I couldn’t help but smile and tell him in a teasing tone,

“Yes, and as I keep reminding you, this queen does have legs.” I kicked them slightly as if to prove my point.

“Mmm, and what fine legs they are indeed… especially when wrapped around me,” he added after ducking his head so his lips were closer to my ear.

“Ah, so that’s why you want to get me to bed, is it?” I teased.

“Isn’t it always, Vixen?” he replied, making me giggle and relax into him. Just the smell of him centred my turbulent mind. That sandalwood scent of him was like breathing in a powerful elixir. But that was the power of Draven, as even after all this time spent together, I still felt those butterflies take flight in my stomach at just the sight of him. I still pinched myself, asking if this was really my life.

So many wonderful memories had come and gone, and each day offered so many more. It was like living in a dream, one that had started to take shape in my mind long before we even became a couple. Back when Draven purposely denied himself the temptation of having me and making me his. Of course, I understood it now, especially as all of his fears had come to fruition, with one kidnapping and attack after another. His enemies all lined up at the gates just waiting for their shot at me. The one he had declared to meaning more to his heart than any other.

It was why we had kept such a tight rein on our daughter, her upbringing being an unconventional one at best. We were guilty of trying to shield her from so much, that in the end, it hadn’t mattered. She had fallen victim to the Fates’ plan, regardless of our decisions and now it was happening once again.

Of course, now she was no longer mortal, I knew she could handle most things, having the strength of her father’s blood and now that of her husband’s also. So, we both knew she was more than capable. But this was also where my greatest fear lay, as what if it was like it had been for me?
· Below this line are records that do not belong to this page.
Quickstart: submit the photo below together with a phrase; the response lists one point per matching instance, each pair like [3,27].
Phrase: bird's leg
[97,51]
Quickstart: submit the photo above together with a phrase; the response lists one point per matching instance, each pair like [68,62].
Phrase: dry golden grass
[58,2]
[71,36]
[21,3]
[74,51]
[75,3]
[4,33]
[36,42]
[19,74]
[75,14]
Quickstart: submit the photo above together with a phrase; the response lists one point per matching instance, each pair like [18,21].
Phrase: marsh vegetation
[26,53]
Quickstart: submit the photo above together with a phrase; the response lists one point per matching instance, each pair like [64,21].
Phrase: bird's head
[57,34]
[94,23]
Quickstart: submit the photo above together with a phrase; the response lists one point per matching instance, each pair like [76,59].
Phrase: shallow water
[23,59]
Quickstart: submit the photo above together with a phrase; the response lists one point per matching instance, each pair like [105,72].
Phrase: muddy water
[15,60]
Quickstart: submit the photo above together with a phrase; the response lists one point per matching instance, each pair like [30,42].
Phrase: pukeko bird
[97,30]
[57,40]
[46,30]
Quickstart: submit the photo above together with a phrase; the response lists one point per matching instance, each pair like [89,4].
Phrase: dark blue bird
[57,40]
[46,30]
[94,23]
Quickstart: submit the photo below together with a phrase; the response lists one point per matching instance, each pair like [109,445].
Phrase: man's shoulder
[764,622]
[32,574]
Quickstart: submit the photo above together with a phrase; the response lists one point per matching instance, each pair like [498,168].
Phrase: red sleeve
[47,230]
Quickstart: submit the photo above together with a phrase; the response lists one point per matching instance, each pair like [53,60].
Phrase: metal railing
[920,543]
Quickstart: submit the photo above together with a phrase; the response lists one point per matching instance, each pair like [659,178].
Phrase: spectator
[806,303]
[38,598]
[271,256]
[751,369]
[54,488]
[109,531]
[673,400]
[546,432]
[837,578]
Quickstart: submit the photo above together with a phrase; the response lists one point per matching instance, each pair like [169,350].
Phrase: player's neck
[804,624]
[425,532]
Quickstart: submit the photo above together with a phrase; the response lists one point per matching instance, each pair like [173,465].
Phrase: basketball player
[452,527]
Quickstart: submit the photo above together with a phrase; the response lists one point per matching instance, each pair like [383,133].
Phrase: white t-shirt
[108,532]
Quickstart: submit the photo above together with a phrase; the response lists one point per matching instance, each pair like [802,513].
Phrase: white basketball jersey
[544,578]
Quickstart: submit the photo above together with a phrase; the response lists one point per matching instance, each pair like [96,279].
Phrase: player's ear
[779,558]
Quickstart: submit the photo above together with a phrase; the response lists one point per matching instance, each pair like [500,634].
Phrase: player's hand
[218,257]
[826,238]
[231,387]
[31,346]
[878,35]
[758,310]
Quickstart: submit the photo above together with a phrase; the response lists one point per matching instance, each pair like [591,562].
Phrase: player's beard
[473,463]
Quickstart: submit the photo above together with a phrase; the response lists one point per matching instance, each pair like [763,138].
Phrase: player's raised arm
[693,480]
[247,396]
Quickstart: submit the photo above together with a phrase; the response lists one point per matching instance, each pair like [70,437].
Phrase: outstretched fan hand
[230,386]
What if we went back into the past and we both stepped into that ancient world as mortal as the day we had been destined to start life as?

Oh, who was I kidding, there was a million and one things that could go wrong here, and all I had to hold on to was that four-letter word that seemed to hold the most weight in our world…

Fate.

“Oh, we are here,” I said the moment I realised we were back in our bedroom, one that had greatly changed over the years. It now looked more like a homage of our time together. Pictures of our family, along with artwork that I had painted, had long ago replaced the tapestries. Antiques had also been replaced by pieces of furniture we had collected on our travels, replacing the old with the newly bought together.

Of course, our bed remained the same as I didn’t think Draven would have ever parted with the first place he had made love to me, and nearly every night since.

The sheets, however, looked far less gothic and no longer resembled something out of a Bram Stoker novel. No, instead they were slightly more feminine, with a light purple fleur-de-lis design intertwined with darker purple roses. Just like the outside space, no longer an empty balcony but one now filled with outdoor furniture. This was so we could enjoy the view with our morning tea or curled up in each other’s arms while watching the sunset.

Draven had also taken to reading the classics to me, while I snuggled by his side just listening to his deep voice and loving every word he read. It was an idyllic life, and one I would miss deeply every second I was parted from it. Because that was the danger of going back in time. What could only feel like minutes for those we left behind, for those of us forced to take that time traveling leap, it was often far longer than we were willing to trade Fate for.

However, the biggest question of all wasn’t how long the past would keep me for this time. No, it was what type of Draven would be there to meet me?

And would history end up repeating itself…

With his blade held against my neck?